Я схватила Сашу за куртку.

— Поехали.

Мы ехали молча.

Саша сидел на пассажирском, вжавшись в кресло. Я гнала. Швы болели. Низ живота тянуло. Но я не чувствовала боли.

Я чувствовала только ужас.

Бим. Один. В лесу. В холоде. С больными лапами.

Он же не понимает. Он думает, мы вернемся. Он ждет.

— Здесь, — буркнул Саша. — Сворачивай.

Лесополоса за городом. Глухое место. Свалки, кусты.

— Где конкретно?

— Ну... тут, у съезда. Мы дверь открыли, он вышел... пописать. Мы и уехали.

— Вы уехали, пока он писал?

— Мама сказала — дави на газ! Я и надавил...

Я остановила машину. Включила дальний свет.

— Бим! — закричала я, выпрыгивая на снег. — Бим! Бимушка!
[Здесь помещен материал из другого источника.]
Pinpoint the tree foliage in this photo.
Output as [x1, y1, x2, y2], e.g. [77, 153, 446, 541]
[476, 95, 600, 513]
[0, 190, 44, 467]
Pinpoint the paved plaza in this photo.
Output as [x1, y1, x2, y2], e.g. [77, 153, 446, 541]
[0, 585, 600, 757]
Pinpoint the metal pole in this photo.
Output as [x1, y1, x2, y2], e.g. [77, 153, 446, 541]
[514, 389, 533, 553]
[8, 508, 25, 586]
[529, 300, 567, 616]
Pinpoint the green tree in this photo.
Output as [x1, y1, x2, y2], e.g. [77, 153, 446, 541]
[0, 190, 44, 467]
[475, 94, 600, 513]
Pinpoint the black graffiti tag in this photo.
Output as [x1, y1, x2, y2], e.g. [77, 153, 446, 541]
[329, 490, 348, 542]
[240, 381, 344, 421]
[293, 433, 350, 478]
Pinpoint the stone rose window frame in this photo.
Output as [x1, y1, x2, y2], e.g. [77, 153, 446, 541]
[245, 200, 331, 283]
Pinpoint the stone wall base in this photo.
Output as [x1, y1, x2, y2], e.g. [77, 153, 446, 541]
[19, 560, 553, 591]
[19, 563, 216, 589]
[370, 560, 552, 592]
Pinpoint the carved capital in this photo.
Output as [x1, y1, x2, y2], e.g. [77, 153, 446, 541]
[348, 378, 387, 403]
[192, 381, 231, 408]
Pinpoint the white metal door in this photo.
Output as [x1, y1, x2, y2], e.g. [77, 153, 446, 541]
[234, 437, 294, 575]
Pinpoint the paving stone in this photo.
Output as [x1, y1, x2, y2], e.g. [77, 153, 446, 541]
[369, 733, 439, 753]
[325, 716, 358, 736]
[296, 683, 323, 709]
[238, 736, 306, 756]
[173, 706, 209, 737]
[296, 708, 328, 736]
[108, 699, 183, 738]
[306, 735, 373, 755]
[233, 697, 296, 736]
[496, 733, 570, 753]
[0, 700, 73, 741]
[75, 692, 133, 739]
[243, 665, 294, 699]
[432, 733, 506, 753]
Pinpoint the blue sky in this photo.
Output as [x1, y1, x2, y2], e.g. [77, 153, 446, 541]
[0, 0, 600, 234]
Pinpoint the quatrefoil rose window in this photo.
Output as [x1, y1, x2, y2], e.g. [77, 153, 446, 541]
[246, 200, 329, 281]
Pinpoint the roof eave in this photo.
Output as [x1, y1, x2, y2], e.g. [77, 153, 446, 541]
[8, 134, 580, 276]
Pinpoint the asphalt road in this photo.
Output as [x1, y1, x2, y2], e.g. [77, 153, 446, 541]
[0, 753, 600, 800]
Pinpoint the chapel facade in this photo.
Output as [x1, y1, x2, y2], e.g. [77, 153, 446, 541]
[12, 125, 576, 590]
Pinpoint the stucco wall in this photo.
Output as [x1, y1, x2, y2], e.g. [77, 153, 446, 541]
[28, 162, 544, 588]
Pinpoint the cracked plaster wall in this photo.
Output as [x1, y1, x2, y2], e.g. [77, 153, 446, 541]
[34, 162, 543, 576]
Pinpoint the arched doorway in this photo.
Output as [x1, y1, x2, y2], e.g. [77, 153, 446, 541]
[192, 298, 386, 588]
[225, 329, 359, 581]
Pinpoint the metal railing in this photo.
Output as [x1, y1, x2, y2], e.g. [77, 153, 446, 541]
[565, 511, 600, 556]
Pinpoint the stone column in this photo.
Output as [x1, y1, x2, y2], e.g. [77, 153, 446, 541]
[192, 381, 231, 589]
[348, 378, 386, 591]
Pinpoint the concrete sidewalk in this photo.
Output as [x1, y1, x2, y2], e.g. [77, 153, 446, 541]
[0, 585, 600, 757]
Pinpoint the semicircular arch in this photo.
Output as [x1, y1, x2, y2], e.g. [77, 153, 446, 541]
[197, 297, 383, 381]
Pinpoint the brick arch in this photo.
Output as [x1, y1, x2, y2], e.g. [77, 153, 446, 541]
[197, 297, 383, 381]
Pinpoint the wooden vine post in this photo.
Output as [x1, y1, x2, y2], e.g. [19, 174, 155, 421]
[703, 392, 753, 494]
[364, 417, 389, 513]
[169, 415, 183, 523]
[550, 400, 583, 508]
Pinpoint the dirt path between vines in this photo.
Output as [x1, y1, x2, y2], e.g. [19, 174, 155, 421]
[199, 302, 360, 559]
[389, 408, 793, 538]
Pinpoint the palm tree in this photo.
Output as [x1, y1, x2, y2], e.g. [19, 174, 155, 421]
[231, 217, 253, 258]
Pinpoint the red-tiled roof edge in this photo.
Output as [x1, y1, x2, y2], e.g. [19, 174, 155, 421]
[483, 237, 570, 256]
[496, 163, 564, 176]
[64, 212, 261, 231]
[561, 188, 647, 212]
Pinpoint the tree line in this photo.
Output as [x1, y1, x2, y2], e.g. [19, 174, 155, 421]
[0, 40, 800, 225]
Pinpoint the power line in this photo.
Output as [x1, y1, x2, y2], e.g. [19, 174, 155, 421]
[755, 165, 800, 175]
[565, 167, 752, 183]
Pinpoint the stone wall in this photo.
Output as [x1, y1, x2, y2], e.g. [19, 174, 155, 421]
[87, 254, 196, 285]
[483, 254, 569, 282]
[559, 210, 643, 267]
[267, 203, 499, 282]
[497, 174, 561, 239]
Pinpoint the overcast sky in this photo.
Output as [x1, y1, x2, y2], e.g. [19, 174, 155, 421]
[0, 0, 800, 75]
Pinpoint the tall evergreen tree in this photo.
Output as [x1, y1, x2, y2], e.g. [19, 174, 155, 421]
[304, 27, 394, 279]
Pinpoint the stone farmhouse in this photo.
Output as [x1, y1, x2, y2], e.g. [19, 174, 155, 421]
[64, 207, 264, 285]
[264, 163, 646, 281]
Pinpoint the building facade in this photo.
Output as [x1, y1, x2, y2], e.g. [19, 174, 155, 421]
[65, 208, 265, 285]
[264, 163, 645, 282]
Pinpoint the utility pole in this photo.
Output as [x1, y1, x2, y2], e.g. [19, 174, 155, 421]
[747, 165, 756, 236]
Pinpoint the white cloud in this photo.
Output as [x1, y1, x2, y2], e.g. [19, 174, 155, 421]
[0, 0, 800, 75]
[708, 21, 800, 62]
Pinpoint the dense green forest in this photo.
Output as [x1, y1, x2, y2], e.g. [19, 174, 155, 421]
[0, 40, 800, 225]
Тишина. Только ветер шумит в соснах.

— Бим! Ко мне!

Никого.

Следы... Снег припорошил всё.

Мы ходили час.

Саша ныл:

— Лен, поехали домой. Холодно. Нет его. Ушел. Или волки съели. Ну купим мы тебе новую собаку! Щенка! Чистого! Йорка хочешь? Или этого... шпица?

Я не слушала.

Я светила фонариком под каждым кустом.

И я нашла его.

Не я. Фонарик выхватил отблеск глаз.

Он лежал в овраге. Метрах в пятистах от дороги.

Видимо, побежал за машиной. Попытался срезать. Упал. И не смог встать. Артрит. Холод.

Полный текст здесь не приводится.